Do I need to import Polars or NumPy?

No. All libraries are preloaded in the read-only preamble block. Write your code directly below it.

Why is Save & Preview disabled?

Save & Preview is enabled only after a successful Test. Click Test first, fix any errors, then save.

Can I define helper functions?

No. def is blocked. Write all logic inline using Polars expression chaining and map_elements() for row-level operations.

Does the script run on the full dataset?

Test runs on a 16,600-row preview sample. Full pipeline execution runs on the complete dataset.

Can I use Code Editor between no-code operations?

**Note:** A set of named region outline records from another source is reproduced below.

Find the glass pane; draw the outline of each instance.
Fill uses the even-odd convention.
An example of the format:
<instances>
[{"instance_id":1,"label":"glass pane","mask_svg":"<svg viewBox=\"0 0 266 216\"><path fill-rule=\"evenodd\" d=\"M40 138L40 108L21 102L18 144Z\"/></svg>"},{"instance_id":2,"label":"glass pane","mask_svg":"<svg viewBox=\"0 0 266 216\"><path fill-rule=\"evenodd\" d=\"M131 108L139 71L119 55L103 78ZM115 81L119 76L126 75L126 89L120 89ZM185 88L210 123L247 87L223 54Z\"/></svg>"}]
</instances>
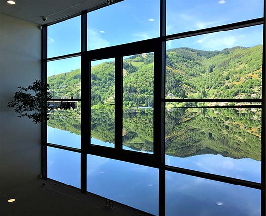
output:
<instances>
[{"instance_id":1,"label":"glass pane","mask_svg":"<svg viewBox=\"0 0 266 216\"><path fill-rule=\"evenodd\" d=\"M159 37L159 28L160 0L123 1L88 14L88 50Z\"/></svg>"},{"instance_id":2,"label":"glass pane","mask_svg":"<svg viewBox=\"0 0 266 216\"><path fill-rule=\"evenodd\" d=\"M158 215L158 170L87 155L88 191Z\"/></svg>"},{"instance_id":3,"label":"glass pane","mask_svg":"<svg viewBox=\"0 0 266 216\"><path fill-rule=\"evenodd\" d=\"M166 171L166 216L259 216L261 190Z\"/></svg>"},{"instance_id":4,"label":"glass pane","mask_svg":"<svg viewBox=\"0 0 266 216\"><path fill-rule=\"evenodd\" d=\"M47 176L80 188L80 154L47 147Z\"/></svg>"},{"instance_id":5,"label":"glass pane","mask_svg":"<svg viewBox=\"0 0 266 216\"><path fill-rule=\"evenodd\" d=\"M47 27L48 58L80 52L81 16L69 19Z\"/></svg>"},{"instance_id":6,"label":"glass pane","mask_svg":"<svg viewBox=\"0 0 266 216\"><path fill-rule=\"evenodd\" d=\"M259 25L167 41L166 98L261 98L262 38Z\"/></svg>"},{"instance_id":7,"label":"glass pane","mask_svg":"<svg viewBox=\"0 0 266 216\"><path fill-rule=\"evenodd\" d=\"M261 109L214 103L166 103L166 164L261 182Z\"/></svg>"},{"instance_id":8,"label":"glass pane","mask_svg":"<svg viewBox=\"0 0 266 216\"><path fill-rule=\"evenodd\" d=\"M80 149L81 102L47 103L53 108L47 121L47 142Z\"/></svg>"},{"instance_id":9,"label":"glass pane","mask_svg":"<svg viewBox=\"0 0 266 216\"><path fill-rule=\"evenodd\" d=\"M81 98L80 61L78 56L47 62L47 83L53 98Z\"/></svg>"},{"instance_id":10,"label":"glass pane","mask_svg":"<svg viewBox=\"0 0 266 216\"><path fill-rule=\"evenodd\" d=\"M154 53L124 57L123 148L153 153Z\"/></svg>"},{"instance_id":11,"label":"glass pane","mask_svg":"<svg viewBox=\"0 0 266 216\"><path fill-rule=\"evenodd\" d=\"M91 64L91 144L114 147L115 59Z\"/></svg>"},{"instance_id":12,"label":"glass pane","mask_svg":"<svg viewBox=\"0 0 266 216\"><path fill-rule=\"evenodd\" d=\"M167 0L167 35L263 17L263 0Z\"/></svg>"}]
</instances>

Yes. Code Editor operations can be placed at any position in the pipeline. The output of the preceding step is passed as df.

Code Editor | Edilitics Docs

Write Python scripts directly inside your Transform pipeline. Polars, NumPy, SciPy, math, and re preloaded. Test before saving. No imports required.

Code Editor (Advanced Mode) lets you write Python scripts directly inside your Transform pipeline. The dataframe is available as df. Polars, NumPy, SciPy, math, and re are preloaded - no imports required. Write your transformation below the read-only preamble, test it, then save.

Code Editor operations can be placed anywhere in a pipeline alongside no-code operations. The output of each step becomes the input for the next, regardless of whether the step is a code or no-code operation.

When to Use Code Editor

Multi-condition logic. Classify rows using pl.when().then().otherwise() chains that no-code Filter cannot express.
Custom column derivation. Create columns from arithmetic, string manipulation, or pattern matching across multiple existing columns.
Regex extraction. Extract substrings, domains, or codes from text columns using re directly on string series.
Numerical operations. Apply NumPy or SciPy functions to columns for statistical scoring, normalization, or scientific computation.
Edge cases beyond no-code. Any transformation that requires logic branching, cross-column calculation, or library functions not available in the no-code operations.

Sample Dataset

The examples in this doc use the Edilitics sample orders dataset. Download it to follow along in your own workspace.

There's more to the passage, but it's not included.